There are quite a few games with large amounts of text that were produced with the Aurora engine (including one that I worked on), so it seems quite natural to try and target it for extraction. The text in these games can also be categorized in some ways that I think are interesting, in the context of language learning – there are really short snippets or words (item names, spell names, skill names, etc.), as well as really lengthy bits of dialogue that might be good translation exercises. Additionally, there’s quite a bit of official and unofficial documentation out there around its file formats.
Goals for Extraction
The raw strings for the game are (mostly) located inside the talk table files. However, just extracting the talk tables would lose all context around how the strings are actually used in the game. For example, the spell names, feat names, creature names, dialogues, and so on, are all jumbled together in the talk table. It sounds like a small thing, but I feel that creating a taxonomy (in the form of “lessons”) would make a big difference in the usefulness of the end product. Unfortunately, it also makes a huge difference in the amount of effort needed to extract all of this data!
How it all went
I spent quite a bit of time writing file-format-specific code, for things like the TLK table format, the BIF and KEY packed resource formats, the ERF archive format, and the generic GFF format. On top of that, then there was code to deal with the dialogue format that gets serialized into a GFF.
I started with the original Neverwinter Nights, and then moved on to Jade Empire. The console-based Aurora engine games used some variant file formats (binary 2DAs, RIM files, etc.) that needed a little extra work to deal with, but there was enough information about these available on the Internet that I was able to support them without too much hassle.
Once I had the basic file parsing code in place, it was just a matter of constructing the “recipe” of how to extract the game strings. This mostly involved sifting through all of the 2DA files for each game, looking for columns that represented “string refs” (i.e. keys into the talk table database) – extracting dialogues was much simpler since they were already in their own files, and their contents were unambiguous.
Comparison between C# and F# implementations
I had basically written all of this file parsing code before (in the C# 2.0 era, so without LINQ), but this time around I was writing it with F#. I found it very interesting to compare the process of writing the new implementation, with what I remember from working on Neverwinter Nights 2 more than 10 years ago.
The F# code is a lot more concise – I would estimate on the order of 5-7x. It isn’t quite an apples-to-apples comparison with what I did earlier (for example, serialization is not supported, only deserializataion), but it’s still much, much smaller. I suspect that adding serialization support wouldn’t be a huge amount of additional code, for what it’s worth.
Record types and list comprehensions really help condense a lot of the boilerplate code involved in supporting a new file format, and match expressions are both more compact, and safer when dealing with enumerated types and other sets of conditional expressions. I also got lots of good usage out of Option types, particularly within the 2DA handling, where it very neatly encapsulated default cell functionality.

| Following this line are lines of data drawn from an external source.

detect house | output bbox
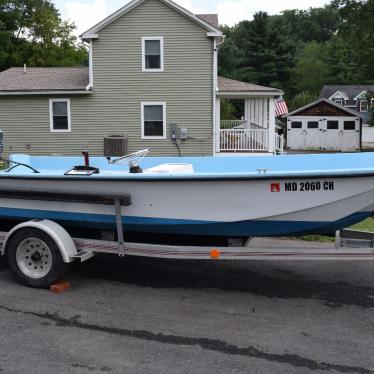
[0,0,282,155]
[320,85,374,124]
[285,98,362,151]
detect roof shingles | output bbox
[218,77,282,94]
[196,14,219,29]
[0,67,89,92]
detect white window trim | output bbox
[142,36,164,73]
[333,98,344,106]
[360,99,369,113]
[49,99,71,132]
[353,91,367,101]
[141,101,166,140]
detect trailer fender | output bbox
[1,219,77,263]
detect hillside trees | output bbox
[219,0,374,109]
[0,0,87,71]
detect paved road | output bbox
[0,239,374,374]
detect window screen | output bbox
[327,121,339,130]
[308,121,319,129]
[144,40,161,69]
[52,101,69,130]
[344,121,356,130]
[144,105,164,136]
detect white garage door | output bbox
[287,117,360,152]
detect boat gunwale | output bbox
[0,170,374,182]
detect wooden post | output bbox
[268,97,275,153]
[213,97,221,153]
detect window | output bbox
[360,100,368,112]
[291,122,302,129]
[142,37,164,71]
[334,99,343,105]
[344,121,356,130]
[327,121,339,130]
[141,103,166,139]
[49,99,71,132]
[308,121,319,129]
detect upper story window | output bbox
[141,102,166,139]
[360,100,368,112]
[334,99,343,105]
[142,36,164,72]
[49,99,71,132]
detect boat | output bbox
[0,151,374,239]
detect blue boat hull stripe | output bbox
[0,208,373,236]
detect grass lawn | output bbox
[298,218,374,242]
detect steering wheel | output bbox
[108,148,150,164]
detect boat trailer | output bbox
[0,190,374,287]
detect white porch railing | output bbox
[220,119,248,130]
[220,128,269,152]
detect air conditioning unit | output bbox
[104,135,128,157]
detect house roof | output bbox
[81,0,222,40]
[218,77,283,95]
[283,98,360,117]
[319,84,374,105]
[196,14,219,29]
[0,67,89,95]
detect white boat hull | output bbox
[0,176,374,237]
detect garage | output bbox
[285,99,362,152]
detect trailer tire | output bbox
[5,227,68,288]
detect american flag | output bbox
[275,96,288,117]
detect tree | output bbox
[292,42,329,95]
[219,12,294,87]
[335,0,374,84]
[288,91,318,112]
[0,0,87,70]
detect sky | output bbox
[53,0,329,35]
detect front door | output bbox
[323,119,343,151]
[303,120,322,149]
[287,119,305,149]
[342,119,360,151]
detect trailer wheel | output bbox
[6,227,67,288]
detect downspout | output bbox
[213,38,224,155]
[86,39,93,91]
[213,38,219,156]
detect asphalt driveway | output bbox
[0,239,374,374]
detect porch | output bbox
[215,77,284,154]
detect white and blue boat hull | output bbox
[0,161,374,237]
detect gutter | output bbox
[0,90,93,96]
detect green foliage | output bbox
[0,0,87,71]
[288,91,318,112]
[291,41,329,96]
[219,0,374,108]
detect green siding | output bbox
[0,0,213,155]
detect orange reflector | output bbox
[49,281,70,293]
[210,249,221,259]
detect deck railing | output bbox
[221,119,247,130]
[220,128,269,152]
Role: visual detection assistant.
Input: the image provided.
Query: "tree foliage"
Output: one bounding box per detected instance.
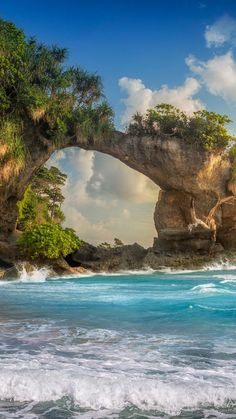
[128,103,235,151]
[0,19,113,156]
[18,223,81,259]
[18,166,67,230]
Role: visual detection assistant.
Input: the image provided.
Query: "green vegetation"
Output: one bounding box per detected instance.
[18,223,81,259]
[128,103,236,151]
[0,19,113,166]
[18,166,67,230]
[98,237,124,249]
[18,166,81,259]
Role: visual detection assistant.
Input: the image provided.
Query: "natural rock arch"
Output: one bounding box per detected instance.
[0,125,236,251]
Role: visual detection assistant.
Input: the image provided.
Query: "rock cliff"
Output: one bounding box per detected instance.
[0,124,236,252]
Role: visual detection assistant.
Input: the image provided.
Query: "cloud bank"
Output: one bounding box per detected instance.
[119,77,203,125]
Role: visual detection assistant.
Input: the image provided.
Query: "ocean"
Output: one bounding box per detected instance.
[0,266,236,419]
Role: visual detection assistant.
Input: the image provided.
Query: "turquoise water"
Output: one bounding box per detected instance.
[0,269,236,419]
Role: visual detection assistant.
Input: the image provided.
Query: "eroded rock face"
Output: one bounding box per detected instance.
[0,126,236,251]
[71,243,147,272]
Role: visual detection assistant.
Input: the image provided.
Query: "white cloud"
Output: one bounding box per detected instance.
[205,15,236,48]
[119,77,203,125]
[186,52,236,102]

But I think the thing that accounts for the biggest difference between my old C# implementation and the new F# implementation, is the range of functional abstract data types available – or, to put it another way, the lack of LINQ in my C# implementation. If LINQ were available at the time I was working on Neverwinter Nights 2, I think my code would have looked a lot more like the F# version, with liberal use of Select()/map() and Where()/filter(). These operations replace very verbose blocks of object construction and selective copying, often in a single line, which is an enormous savings in code size and improvement in clarity.
I feel like there is still a lot of bespoke logic involved, for extracting the individual bits and pieces of each format, but that doesn’t seem to be avoidable – the formats are not self-describing, and it seemed like it would be overkill to try and construct a meta-definition of the GFF-based formats.
Overall, I was pretty pleased with how this went. While it was a decent amount of work to support each file format, once that code was all written, the process of creating the game-specific recipe to extract strings was pretty straightforward. There weren’t really any surprises in the implementation process, which was definitely not the case for the game that I’ll talk about in my next set of posts.